Martinez claimed that the trio took “a minute and a half of throwing around names of men, women, foreigners” in an interview that appeared in the European publication El Paris and translated by Vice.

“I don’t know if the feminine pseudonym sells more than the masculine one, I don’t have the faintest idea, but it doesn’t seem like it to me,” Mercero added, according to the paper. “The three of us have not hidden behind a woman, but behind a name.”

It seems like they want to dodge all accusations of pretending to be a woman to profit or cat-fishing the entire country—as they collect their seven-figure literary award.

Before coming out to tell their story, the men created Carmen Mola, a college professor with three children who wanted to remain out of the limelight. The story was heavily like that of Elena Ferrante, an internationally-famous Italian author and the creator of the Neapolitan book series, who writes under a pen name for privacy (but who is actually a singular woman).

“Carmen Mola is not, like all the lies we’ve been telling, a university professor,” Díaz said, according the Financial Times. “We are three friends who one day four years ago decided to combine our talent to tell a story.”
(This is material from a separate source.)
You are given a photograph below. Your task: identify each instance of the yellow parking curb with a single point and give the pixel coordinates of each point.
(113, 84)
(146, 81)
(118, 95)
In just the short time that they’ve been working behind the scenes as her creator, Mola has become famous for her crime stories, which have been adapted into successful television productions and won various prizes. At no time during the writing of a trilogy of books, which were published by Penguin Random House, did the men come forward—and now many are questioning how much of their success was built on the name of a woman who doesn’t exist.

The Planeta prize was awarded to the trio for their unpublished book The Beast, which is a historical fiction thriller about a serial killer in Madrid.

Twitter quickly took to posting pictures of what they believed was the Carmen Mola trio.

Pen names and pseudonyms have always been a part of publishing. But of course, the most famous cases of gender-swapping pen names have been women using male names—because that’s the only way that they could ever be published and they only way that they could get their voices heard.

In this case, it seems a pen name was used because *waves hand around*.